I extract data directly from Zotero using their API.

If the latter, can we address some of the transcription errors before indexing? When you export your library, Zotero produces a csv of the publications included in that library. Can we find and replace known transcription errors at this step?

In my mind, I version and translate the Zotero data such that Zenodo understands it. If some data corrections happen in the translation process, the provenance of the information becomes murky - How would someone be able to re-use the corpus if the original data contains errors, but they cannot be seen in some derived form (e.g., indexing in Zenodo)?

Thanks for the questions, and curious to hear your thoughts. Perhaps something to discuss tomorrow.

arw36 commented 2 months ago

there is a lot of detail that was manually (incompletely) cleaned from the original google sheet datasheet "reference_extract" before using Zotero. That sheet also retained the origin of the document in the corpus (e.g., pulled from citations or a specific person's library).

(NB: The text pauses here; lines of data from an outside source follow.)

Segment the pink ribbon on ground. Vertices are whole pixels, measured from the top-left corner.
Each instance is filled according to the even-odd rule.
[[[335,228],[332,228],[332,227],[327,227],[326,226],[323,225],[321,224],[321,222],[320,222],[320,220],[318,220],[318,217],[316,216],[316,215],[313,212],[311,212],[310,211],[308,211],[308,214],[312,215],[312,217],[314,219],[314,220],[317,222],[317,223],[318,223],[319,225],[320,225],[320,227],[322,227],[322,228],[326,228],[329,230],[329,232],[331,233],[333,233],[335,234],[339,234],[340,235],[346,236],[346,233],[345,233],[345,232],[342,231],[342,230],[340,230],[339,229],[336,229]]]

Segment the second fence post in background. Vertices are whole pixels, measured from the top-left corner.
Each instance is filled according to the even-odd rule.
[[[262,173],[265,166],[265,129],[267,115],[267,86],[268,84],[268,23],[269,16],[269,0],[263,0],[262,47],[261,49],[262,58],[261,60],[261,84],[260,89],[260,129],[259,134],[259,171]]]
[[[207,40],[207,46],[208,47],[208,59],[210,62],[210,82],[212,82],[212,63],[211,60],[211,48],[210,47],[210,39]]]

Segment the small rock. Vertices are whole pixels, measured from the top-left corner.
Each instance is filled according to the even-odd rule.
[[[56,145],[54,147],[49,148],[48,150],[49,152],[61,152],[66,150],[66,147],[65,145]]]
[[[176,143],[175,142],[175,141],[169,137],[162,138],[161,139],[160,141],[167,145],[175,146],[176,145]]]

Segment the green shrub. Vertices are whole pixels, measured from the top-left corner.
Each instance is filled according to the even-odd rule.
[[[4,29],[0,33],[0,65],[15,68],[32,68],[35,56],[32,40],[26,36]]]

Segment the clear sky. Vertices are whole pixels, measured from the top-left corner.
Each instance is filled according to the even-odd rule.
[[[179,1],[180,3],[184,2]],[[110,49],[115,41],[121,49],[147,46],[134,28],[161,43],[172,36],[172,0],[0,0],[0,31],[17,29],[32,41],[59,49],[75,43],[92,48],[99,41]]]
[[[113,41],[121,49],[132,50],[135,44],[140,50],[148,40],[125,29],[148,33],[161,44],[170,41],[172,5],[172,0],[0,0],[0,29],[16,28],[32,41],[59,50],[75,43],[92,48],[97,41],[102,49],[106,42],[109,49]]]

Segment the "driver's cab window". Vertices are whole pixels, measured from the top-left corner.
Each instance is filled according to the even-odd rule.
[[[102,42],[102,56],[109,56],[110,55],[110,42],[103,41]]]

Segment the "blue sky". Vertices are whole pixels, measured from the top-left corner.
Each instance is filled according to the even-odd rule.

jhpoelen commented 2 months ago

@arw36 thanks for sharing your notes on the available metadata for some papers. To help move this along, would it be an idea to create a separate issue for this that includes some specific examples for publications that are currently in batlit and can be enriched with available metadata.

Curious to hear your thoughts.

arw36 commented 2 months ago

seemed relevant to the curation workflow. Feel free to move.

jhpoelen commented 2 months ago

@arw36 for sure! I followed the steps outlined in "feedback workflow" https://batlit.org/#feedback-workflow .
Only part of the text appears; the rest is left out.